# My 7 year olds jordanelle small mouth



## lvnstmc (May 11, 2008)

Took my boys to Jordanelle for some fishing and this is my youngest son who hooked this fish. I had to hang him up cause he was afraid that he would get bitten by him :lol: he did it all and all I did was net him snap this pic on my phone and let him go. Dang I love fishing


----------



## REPETER (Oct 3, 2007)

WTG! Catching big fish like that so young might just ruin the boy :wink:


----------



## Gameface (Jun 7, 2008)

Man-oh-man! That fish might be older than your boy.


----------



## maguro88 (Feb 2, 2008)

Wow, the future PRO?


----------



## lehi (Sep 13, 2007)

That is a real nice smallmouth!!!!


----------



## BigIceHole (Feb 5, 2008)

Haha, sounds like your 7 year old is a better fisherman than his dad :lol: Thats a nice fish.


----------



## Nueces (Jul 22, 2008)

Very nice fish. Congrats!!!


----------



## lvnstmc (May 11, 2008)

You know what this kid is one of those people that just seems to have it going for him. this is the second small mouth that he has but the biggest the other was just a little smaller than this and he has landed a 4 lb cut at strawberry off the dock while I was loading the boat and never said a word to me till he got it to the shore and said how do I get him off. To him all the fish in strawberry but the kokes go back. LOL It doesn't seem to matter where we go he out fishes everyone else and the truth is I think he may be better than his dad.
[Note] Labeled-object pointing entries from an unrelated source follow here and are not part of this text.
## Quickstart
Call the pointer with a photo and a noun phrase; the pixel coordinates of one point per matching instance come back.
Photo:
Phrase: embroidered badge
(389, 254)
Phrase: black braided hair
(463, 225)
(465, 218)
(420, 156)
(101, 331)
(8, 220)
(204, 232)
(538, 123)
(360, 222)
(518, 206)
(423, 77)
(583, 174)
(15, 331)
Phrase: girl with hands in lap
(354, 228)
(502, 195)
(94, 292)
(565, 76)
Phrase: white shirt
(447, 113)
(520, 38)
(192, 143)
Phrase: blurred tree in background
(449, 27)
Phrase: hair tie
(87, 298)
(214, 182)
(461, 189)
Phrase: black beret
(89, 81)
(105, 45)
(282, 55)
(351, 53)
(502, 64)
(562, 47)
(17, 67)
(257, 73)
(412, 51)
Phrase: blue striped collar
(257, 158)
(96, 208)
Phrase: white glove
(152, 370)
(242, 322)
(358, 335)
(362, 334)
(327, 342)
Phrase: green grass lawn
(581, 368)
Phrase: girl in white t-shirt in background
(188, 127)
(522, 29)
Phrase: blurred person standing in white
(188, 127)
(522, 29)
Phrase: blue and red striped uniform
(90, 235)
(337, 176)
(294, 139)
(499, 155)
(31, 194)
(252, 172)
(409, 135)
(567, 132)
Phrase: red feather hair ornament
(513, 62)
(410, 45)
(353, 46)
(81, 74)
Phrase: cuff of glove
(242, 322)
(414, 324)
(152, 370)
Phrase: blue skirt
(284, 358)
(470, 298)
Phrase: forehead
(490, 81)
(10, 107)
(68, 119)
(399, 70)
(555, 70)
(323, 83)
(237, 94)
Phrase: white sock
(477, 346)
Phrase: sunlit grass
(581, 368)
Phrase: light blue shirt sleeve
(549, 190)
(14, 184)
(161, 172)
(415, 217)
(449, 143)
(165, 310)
I have noticed there are some that just have a knack for fishing and he sure does.


----------



## RnF (Sep 25, 2007)

That's how you get him hooked. Nice going, sure it was a blast spending time fishing with him and catching some nice fish.


----------



## #1DEER 1-I (Sep 10, 2007)

Nice fish.


----------



## JAT83 (Sep 9, 2007)

Dang, that fish is Huge! I still have yet to catch one! :shock:


----------